De novo, a flexibilização do ensino precisa
tornar possível certificar esse tipo de experiência, desde o ensino básico até
a universidade. Com isso, as funções de orientação nas escolas precisam ir além
de ajudar a escolha de disciplinas, e abrir rotas de acesso para experiências
de trabalho mais compatíveis com as competências dos alunos.
Isso supõe um redirecionamento da gestão
escolar, da distribuição do tempo de trabalho dos professores e das salas de
aula, para envolver o conhecimento do mercado de trabalho e implementar acordos
de cooperação que sejam benéficos para as escolas e para as empresas e
organizações. Não para fornecer mão de obra eventual, mas para contribuir para
a oferta de capacidades de trabalho, com maior potencial para apreender mais
rapidamente e contribuir com novas soluções para o funcionamento das
organizações.
Trata-se de mudar o foco da competência
para ser aprovado em exames para a formação do cidadão. Isso só é possível
flexibilizando currículos, certificações e barreiras que segregam o ensino
básico do técnico. E o ensino só poderá acompanhar as mudanças tecnológicas e
de gestão do setor produtivo caso trabalhe em sintonia com as organizações e
empresas, por um lado, e, por outro lado, com as escolas técnicas e
universidades para demandar soluções inovadoras para seus desafios.

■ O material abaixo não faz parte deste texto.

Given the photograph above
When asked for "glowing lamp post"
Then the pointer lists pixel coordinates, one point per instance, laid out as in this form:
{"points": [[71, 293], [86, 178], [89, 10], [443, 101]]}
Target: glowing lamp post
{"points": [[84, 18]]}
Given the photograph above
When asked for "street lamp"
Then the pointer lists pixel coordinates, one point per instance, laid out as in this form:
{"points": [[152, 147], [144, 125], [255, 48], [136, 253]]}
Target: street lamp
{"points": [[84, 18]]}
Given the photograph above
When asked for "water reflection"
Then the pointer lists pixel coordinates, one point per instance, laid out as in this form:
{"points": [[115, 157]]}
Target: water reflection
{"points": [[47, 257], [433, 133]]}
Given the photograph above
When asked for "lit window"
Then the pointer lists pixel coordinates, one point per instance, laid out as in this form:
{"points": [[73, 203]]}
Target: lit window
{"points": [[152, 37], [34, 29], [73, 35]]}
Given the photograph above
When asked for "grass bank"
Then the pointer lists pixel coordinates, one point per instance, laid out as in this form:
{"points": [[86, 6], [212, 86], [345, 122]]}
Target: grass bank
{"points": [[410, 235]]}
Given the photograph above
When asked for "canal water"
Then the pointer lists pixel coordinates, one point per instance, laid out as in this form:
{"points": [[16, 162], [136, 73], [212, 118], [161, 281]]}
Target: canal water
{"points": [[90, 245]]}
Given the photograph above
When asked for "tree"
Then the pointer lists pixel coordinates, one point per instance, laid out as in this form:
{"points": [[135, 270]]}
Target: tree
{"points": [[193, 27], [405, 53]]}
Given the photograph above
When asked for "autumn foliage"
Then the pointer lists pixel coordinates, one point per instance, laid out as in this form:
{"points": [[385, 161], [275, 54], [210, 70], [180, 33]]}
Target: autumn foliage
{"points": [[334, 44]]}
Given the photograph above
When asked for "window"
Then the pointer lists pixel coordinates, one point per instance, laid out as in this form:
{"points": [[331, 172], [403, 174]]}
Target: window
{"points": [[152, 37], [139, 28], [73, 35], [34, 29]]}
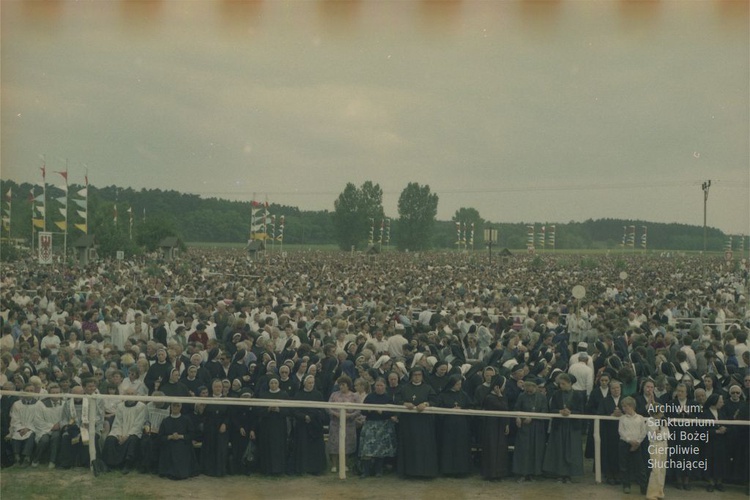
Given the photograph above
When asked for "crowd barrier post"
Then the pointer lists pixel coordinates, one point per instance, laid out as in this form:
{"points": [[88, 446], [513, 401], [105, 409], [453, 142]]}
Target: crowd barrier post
{"points": [[597, 452], [92, 431], [342, 443], [342, 409]]}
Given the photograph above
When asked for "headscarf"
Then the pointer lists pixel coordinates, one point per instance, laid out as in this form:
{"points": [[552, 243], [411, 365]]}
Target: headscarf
{"points": [[498, 380]]}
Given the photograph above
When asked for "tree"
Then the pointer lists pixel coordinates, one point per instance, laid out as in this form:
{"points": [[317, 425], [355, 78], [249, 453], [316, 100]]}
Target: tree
{"points": [[417, 209], [156, 228], [469, 216], [353, 210]]}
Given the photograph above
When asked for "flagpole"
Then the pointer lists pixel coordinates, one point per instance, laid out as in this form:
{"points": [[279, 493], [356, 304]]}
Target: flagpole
{"points": [[65, 237], [10, 205], [33, 207], [44, 192]]}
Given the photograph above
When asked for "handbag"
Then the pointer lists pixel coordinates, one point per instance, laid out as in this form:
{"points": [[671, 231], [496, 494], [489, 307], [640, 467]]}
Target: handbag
{"points": [[251, 453]]}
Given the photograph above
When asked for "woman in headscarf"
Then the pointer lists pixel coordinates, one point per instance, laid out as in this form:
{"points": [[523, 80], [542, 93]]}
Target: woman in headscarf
{"points": [[439, 378], [393, 385], [738, 452], [272, 431], [377, 440], [417, 446], [241, 431], [343, 395], [716, 445], [564, 455], [176, 454], [681, 407], [173, 387], [494, 434], [286, 382], [481, 391], [309, 454], [215, 437], [453, 430], [158, 373], [532, 432]]}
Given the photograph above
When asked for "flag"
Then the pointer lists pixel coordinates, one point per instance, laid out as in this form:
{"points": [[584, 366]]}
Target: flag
{"points": [[45, 248]]}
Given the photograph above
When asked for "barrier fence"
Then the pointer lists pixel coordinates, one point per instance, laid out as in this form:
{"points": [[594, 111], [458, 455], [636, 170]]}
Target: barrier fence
{"points": [[342, 408]]}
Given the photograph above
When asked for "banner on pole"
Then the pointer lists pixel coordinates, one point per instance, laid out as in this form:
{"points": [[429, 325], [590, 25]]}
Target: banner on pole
{"points": [[45, 248]]}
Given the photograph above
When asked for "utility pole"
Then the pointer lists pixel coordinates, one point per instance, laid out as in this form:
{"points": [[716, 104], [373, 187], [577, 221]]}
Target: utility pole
{"points": [[705, 187]]}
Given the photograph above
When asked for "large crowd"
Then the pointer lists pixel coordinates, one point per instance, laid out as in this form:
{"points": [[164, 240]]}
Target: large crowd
{"points": [[651, 337]]}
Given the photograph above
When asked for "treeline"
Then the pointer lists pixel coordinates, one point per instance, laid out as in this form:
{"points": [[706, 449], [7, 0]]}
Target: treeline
{"points": [[223, 221]]}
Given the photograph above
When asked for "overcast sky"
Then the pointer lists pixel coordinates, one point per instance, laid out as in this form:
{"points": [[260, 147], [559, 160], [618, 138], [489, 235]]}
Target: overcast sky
{"points": [[527, 111]]}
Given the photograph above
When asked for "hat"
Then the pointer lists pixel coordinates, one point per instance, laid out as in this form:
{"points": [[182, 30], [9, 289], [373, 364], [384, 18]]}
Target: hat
{"points": [[517, 367], [381, 361], [498, 380]]}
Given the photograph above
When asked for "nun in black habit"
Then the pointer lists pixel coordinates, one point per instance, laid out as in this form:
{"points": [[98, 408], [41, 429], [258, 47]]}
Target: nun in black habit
{"points": [[417, 445], [495, 430], [454, 430], [532, 432], [564, 455], [309, 453], [215, 446], [176, 454], [272, 432]]}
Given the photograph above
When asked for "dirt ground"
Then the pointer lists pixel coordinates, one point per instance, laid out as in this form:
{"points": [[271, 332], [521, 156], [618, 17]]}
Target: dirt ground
{"points": [[81, 484]]}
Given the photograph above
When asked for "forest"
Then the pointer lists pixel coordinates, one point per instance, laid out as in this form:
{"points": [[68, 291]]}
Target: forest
{"points": [[126, 214]]}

Nada disso é fácil e até pode ser encarado
como improvável, quando se leva em conta o abismo que existe entre a demanda
pela escola pública e os resultados alcançados. Falar numa escola que acompanha
as mudanças tecnológicas do mercado de trabalho, quando pesquisas recentes
sugerem que nosso ensino público não é capaz sequer de alfabetizar parte
relevante de seus alunos, dá uma ideia das dimensões do desafio.
Quando se considera que em muitas das redes
de ensino público as escolas permaneceram fechadas em razão das restrições da
pandemia por mais de dois anos, e as medidas de reestruturação do espaço escolar
e de gestão do fluxo de alunos e professores não foram sequer planejadas,
pode-se ter uma medida do que precisa mudar.
Se conseguirmos eleger um governo que se
empenhe em garantir uma escola pública com a missão de preparar cidadãos
cientes de seus direitos e deveres, e competentes para buscar seu próprio
sustento, daremos um passo para esta verdadeira revolução.